DOES ANYONE like February? Its disadvantages are fierce: the weather's awful, its most heavily advertised holiday snubs half the population, and its only attractive quality is its brevity. Wait—actually, it has two attractive qualities. In Portland theaters, at least, February is dominated by the Portland International Film Festival (PIFF), currently in its 38th year. It's not the biggest or the best festival of its kind, but goddamn it, it's ours, and there's no better time than drab, busted February to explore the world from the vantage of a dark room.
If you've never been to PIFF, the intimidation factor might have something to do with it: It overwhelms with nearly 100 feature films, plus 60 shorts, most of which you've never heard of. That's why we here at the Mercury attend twice-daily press screenings for weeks, and generally try to see as many of PIFF's films as we can in order to separate the wheat from the chaff. (You'll find the fruits of those efforts in this week's Film Shorts.)
The festival itself also provides a few highlights that are easy enough to latch onto. Opening night, for instance, features the Pedro Almodóvar-produced Wild Tales, a darkly comedic anthology critiquing Argentinian society. There are models and plane crashes and rat poisonings, but if the opening night cover price ($25) is too steep, don't worry: There's plenty of well-rendered violence and misery elsewhere in the programming.
This year's PIFF also specializes in new Hispanic films, and at the tail end of the festival they'll have a "Cine-Lit" conference, where directors from Mexico, Argentina, Bolivia, Peru, and Spain will present their films in conjunction with panels and papers by fellow directors, writers, and academics. Prefer to skip straight to the edgiest content?
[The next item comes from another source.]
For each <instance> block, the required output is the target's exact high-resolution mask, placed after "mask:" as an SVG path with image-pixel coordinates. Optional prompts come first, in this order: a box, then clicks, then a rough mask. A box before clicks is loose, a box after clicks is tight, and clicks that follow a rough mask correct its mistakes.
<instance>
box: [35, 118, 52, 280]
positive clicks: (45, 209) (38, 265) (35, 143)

Start with PIFF After Dark, a showcase of films like Canada's Backcountry, in which a couple's camping trip goes horribly wrong; Japan's R100, about a secret S&M club that administers beatings to its clients at random points in time; the Australian post-apocalyptic romp Wyrmwood; and Darkness by Day, a slow-creeping Argentinian vampire/rabies horror flick.
That still leaves a lot of films, many of which won't ever show on movie screens in Portland again, so choose wisely. One to keep an eye on is The Look of Silence, the follow-up from Joshua Oppenheimer, who astonished audiences last year with The Act of Killing, and this time probes the massacres in 1960s Indonesia from the victims' point of view. Speaking of disturbing content, Russia's The Fool offers a tragic, violence-tinged indictment of small-town government corruption, the neglect of public housing, and the futility of trying to do anything about it. In Brazil's A Wolf at the Door, the confusing circumstances around the disappearance of a child unwind to a series of unconscionable acts with an unbelievably cold finale. Belgium takes on sex and murder with Alléluia, based on a real pair of serial-killing lovebirds, and the Stellan Skarsgård-starring Norwegian film In Order of Disappearance is a bloody, mobster revenge fest.
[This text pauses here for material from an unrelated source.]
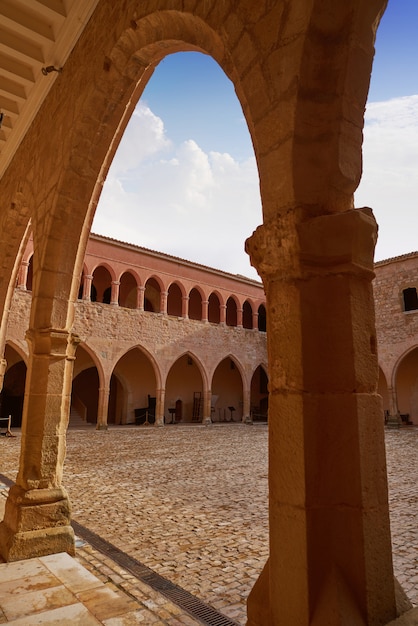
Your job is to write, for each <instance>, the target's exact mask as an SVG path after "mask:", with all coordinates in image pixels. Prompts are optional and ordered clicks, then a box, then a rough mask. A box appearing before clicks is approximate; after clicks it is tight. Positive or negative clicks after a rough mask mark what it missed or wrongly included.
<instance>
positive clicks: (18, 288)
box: [17, 261, 29, 291]
mask: <svg viewBox="0 0 418 626" xmlns="http://www.w3.org/2000/svg"><path fill="white" fill-rule="evenodd" d="M28 270H29V261H22V263H21V265H20V268H19V274H18V279H17V288H18V289H22V290H23V291H26V282H27V280H28Z"/></svg>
In slightly lighter fare, Italy's Human Capital examines the sometimes invisible divides between wealthy people and norms in the wake of a fatal bike accident, while Viggo Mortensen staggers through a Patagonian wasteland in avant-garde director Lisandro Alonso's Jauja. And if all the vicarious globetrotting has you homesick, PIFF also has some interesting stateside documentaries on everything from the guy who plays Big Bird (I Am Big Bird, aptly enough), to icons Iris Apfel (Iris) and Orson Welles (Magician), to BASE jumping (Sunshine Superman) and champagne (A Year in Champagne). Okay, technically that last one was filmed in France. But hey, it's February. Let's get out of here.